Eu devia estar louco, para comprar apenas um rimon e não o par completo. Não serviria para uma sinagoga, nem para um colecionador de objetos judaicos; a compra seria pura loucura. Mas eu a fiz, sem mesmo saber o porquê. Era um lindo rimon de prata, decorado com coroas, sinos e leões, na parte superior. No restante, tinha torres de dois andares, com janelas vazadas, alternadas, e arcos com sinos. Esse rimon tinha sido feito por um mestre prateiro, na cidade de Fuerth, Alemanha, no século 18. Agora, era meu. Após dar-lhe um bom polimento, coloquei-o em exposição. Os meses passavam e eu sempre trocando o rimon de lugar, em minha galeria.

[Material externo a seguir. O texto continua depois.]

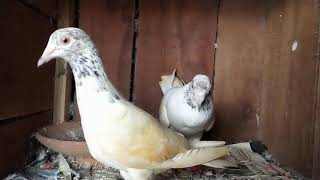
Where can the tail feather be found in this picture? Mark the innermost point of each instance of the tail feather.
(169, 81)
(195, 157)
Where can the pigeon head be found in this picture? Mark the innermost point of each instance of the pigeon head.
(199, 88)
(64, 43)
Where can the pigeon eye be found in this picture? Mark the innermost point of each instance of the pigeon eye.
(66, 40)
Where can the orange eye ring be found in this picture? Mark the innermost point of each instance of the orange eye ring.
(65, 40)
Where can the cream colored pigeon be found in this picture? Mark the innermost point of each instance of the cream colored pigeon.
(118, 133)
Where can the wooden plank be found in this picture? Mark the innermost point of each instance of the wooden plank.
(316, 148)
(316, 141)
(172, 34)
(47, 7)
(289, 83)
(15, 139)
(238, 66)
(63, 74)
(25, 89)
(264, 89)
(110, 25)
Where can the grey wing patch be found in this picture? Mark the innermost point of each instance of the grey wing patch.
(111, 97)
(163, 116)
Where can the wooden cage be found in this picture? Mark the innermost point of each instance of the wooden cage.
(263, 57)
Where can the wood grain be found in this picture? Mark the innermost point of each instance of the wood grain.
(238, 69)
(172, 34)
(15, 138)
(25, 89)
(289, 86)
(264, 89)
(48, 7)
(110, 25)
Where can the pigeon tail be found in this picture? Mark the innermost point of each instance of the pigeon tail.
(195, 157)
(170, 81)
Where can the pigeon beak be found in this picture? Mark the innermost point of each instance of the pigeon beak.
(46, 56)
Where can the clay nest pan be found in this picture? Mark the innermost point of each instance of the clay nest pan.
(66, 138)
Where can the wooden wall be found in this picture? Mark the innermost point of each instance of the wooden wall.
(26, 93)
(265, 67)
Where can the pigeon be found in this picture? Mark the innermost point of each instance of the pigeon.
(188, 108)
(118, 133)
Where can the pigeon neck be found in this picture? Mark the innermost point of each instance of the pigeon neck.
(89, 72)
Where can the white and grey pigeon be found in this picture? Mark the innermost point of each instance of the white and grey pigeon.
(118, 133)
(188, 108)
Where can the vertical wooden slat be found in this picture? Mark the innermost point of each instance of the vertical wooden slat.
(110, 25)
(62, 88)
(25, 89)
(289, 83)
(265, 86)
(172, 34)
(316, 141)
(239, 60)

Os anos continuaram seu ritmo e o rimon sempre mudando de lugar. Vez por outra, algum colecionador admirava-o, interessando-se pelo mesmo. E, sempre, o interesse terminava com a mesma pergunta: "... e o seu par?"

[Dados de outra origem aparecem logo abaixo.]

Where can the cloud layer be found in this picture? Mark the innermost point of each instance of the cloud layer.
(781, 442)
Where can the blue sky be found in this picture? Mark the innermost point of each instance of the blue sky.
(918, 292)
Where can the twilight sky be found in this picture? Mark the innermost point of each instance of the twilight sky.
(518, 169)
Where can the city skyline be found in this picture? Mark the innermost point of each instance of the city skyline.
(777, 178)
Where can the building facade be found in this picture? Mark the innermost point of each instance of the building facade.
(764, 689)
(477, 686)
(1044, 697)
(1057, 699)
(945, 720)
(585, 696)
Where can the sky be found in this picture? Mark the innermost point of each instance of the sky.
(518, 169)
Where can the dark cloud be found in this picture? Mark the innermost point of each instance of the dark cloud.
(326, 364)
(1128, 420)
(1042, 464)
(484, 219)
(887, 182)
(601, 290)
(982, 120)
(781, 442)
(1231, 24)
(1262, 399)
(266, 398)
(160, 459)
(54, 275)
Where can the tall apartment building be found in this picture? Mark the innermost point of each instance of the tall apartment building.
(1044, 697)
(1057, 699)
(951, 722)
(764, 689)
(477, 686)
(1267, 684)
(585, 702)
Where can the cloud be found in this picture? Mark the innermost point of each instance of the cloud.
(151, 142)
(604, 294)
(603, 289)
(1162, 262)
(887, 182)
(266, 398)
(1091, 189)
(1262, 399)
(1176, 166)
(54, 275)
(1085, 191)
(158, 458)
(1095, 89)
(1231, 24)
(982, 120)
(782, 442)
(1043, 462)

Certa manhã, muitos anos mais tarde, recebi uma senhora querendo vender-me objetos antigos de prata. Ela abriu a bolsa e eu não quis acreditar no que via. Era o segundo rimon! Eu lhe perguntei de onde tinha vindo aquele rimon e ela contou: "Sou uma imigrante argentina, nascida na Alemanha. Era aquele noite terrível, a Kristallnacht. Quando os nazistas começaram a destruir as sinagogas, todos corremos até a nossa, para salvar alguns objetos queridos para a comunidade. Eu também corri. Quando me aproximei da Torá, vi esse rimon no chão. Peguei-o e, ao chegar em casa, guardei-o entre minhas bonecas. Fui escondida em um convento. As freiras tomaram conta de mim. Depois da guerra, meu pai voltou e me encontrou. Partimos para a Argentina e agora estou aqui".

"Você tem irmãos?"

"Sim, eu tinha um irmão, mas pelo que sabemos, ele foi morto num campo de concentração".

"Que idade ele tinha?"

"Era três anos mais velho do que eu...". Ela tinha os olhos marejados de lágrimas; eu também. Comprei-lhe toda a prataria que trazia. Assim que ela partiu, comparei os dois rimonim. Não havia dúvidas. Os dois objetos tinham nascido juntos.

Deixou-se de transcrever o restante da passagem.